Su madre murió el mismo año que Aroun terminaba la carrera de derecho en Harvard y le dejó heredero de toda la fortuna, ya que el padre, retirado del ejército iraquí con el grado de general, prefirió pasar los últimos días de su vida recluido en la antigua mansión familiar de Bagdad, repleta de libros.

Como muchos grandes hombres de negocios, Aroun carecía de estudios empresariales. Nada sabía de planificación financiera ni de administración comercial. Como solía decir, en frase copiada luego por muchos: «Si necesito otro contable, voy y me compro otro contable».

Su amistad con Saddam Husein era consecuencia natural del hecho de que el padre de Aroun había sido gran partidario del presidente iraquí cuando éste inició su carrera política, y además un destacado miembro del partido Baas. De ahí la privilegiada posición de Aroun en la explotación de los yacimientos petrolíferos de su país, que hizo de él un multimillonario de incalculable peculio.

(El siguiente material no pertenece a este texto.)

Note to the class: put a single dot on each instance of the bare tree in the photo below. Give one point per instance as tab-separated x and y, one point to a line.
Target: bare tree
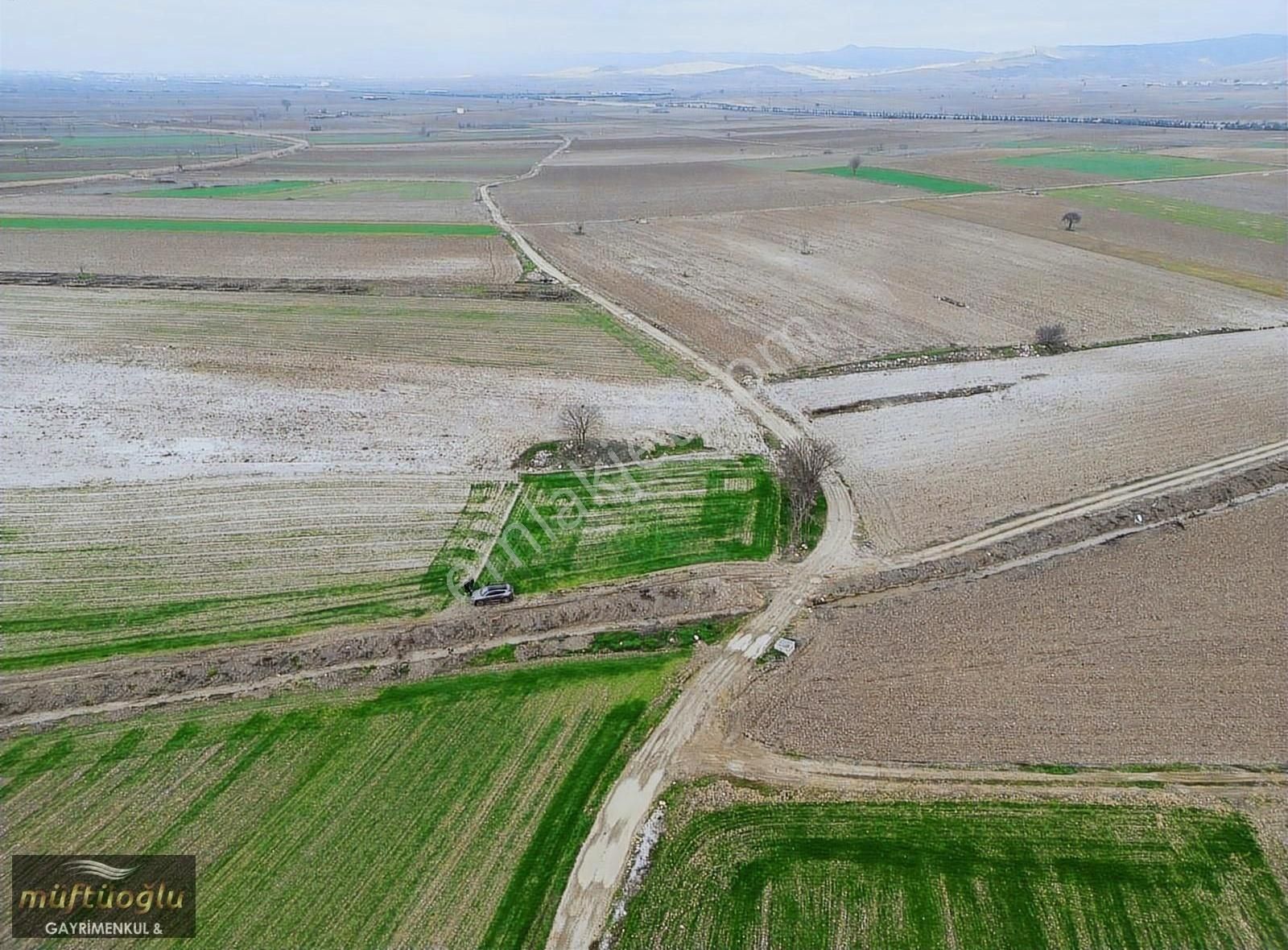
802	465
1051	337
580	423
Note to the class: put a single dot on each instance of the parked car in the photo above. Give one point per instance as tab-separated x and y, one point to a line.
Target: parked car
493	593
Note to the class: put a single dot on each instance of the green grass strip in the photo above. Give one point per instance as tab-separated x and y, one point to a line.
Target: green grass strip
296	189
989	876
1127	165
907	180
222	225
530	902
1178	212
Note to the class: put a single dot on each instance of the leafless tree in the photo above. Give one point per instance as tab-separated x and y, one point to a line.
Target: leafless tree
802	465
1051	337
580	421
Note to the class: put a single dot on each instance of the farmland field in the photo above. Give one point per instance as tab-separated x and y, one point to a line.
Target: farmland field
1243	223
249	227
948	874
935	470
1127	165
1257	193
570	529
219	331
433	386
461	161
326	191
738	287
451	810
1150	634
89	151
105	571
456	259
908	180
599	192
1137	232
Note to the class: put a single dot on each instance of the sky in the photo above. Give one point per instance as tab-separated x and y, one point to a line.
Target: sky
441	38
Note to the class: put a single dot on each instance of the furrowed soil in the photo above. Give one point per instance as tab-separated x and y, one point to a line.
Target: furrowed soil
455	161
740	288
1066	428
1259	193
454	808
270	208
592	192
1166	646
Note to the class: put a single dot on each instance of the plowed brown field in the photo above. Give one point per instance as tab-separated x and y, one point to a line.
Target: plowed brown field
1161	648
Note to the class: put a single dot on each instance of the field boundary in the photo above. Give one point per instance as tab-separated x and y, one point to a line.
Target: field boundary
293	285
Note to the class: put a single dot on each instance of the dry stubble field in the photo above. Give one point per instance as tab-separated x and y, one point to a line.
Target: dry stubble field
738	287
1071	425
1161	648
93	202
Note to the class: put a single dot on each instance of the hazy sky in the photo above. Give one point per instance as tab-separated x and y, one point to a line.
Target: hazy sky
410	38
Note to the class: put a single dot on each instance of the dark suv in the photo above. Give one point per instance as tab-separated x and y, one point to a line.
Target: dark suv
493	593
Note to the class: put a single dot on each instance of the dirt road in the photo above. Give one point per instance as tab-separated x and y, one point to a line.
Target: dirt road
293	144
588	898
1099	502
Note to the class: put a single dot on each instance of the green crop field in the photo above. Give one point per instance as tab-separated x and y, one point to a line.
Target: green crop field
987	876
568	528
143	142
525	335
446	812
1179	212
908	180
330	191
235	227
1127	165
364	138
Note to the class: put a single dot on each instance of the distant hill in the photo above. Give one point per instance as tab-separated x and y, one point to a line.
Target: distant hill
1255	56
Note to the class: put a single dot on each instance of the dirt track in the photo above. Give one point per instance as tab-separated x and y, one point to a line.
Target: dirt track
1137	651
605	851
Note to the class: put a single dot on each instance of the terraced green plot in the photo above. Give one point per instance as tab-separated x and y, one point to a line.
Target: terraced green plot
248	227
908	180
570	528
985	876
109	571
364	138
330	191
444	812
1178	210
1126	165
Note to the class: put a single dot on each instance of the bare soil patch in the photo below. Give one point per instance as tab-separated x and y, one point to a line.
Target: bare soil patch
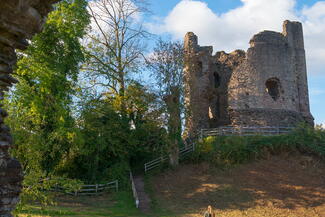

«Después de los primeros mil millones ya no te molestas en seguir contando», era otro de sus dichos. Y sin embargo, ahora se enfrentaba a un desastre. No sólo se esfumaba la prevista participación en los ansiados campos petrolíferos kuwaitíes, sino que veía arruinados, además, sus intereses domiciliados en Iraq por culpa de los devastadores bombardeos con que la coalición castigaba el país desde el 17 de enero.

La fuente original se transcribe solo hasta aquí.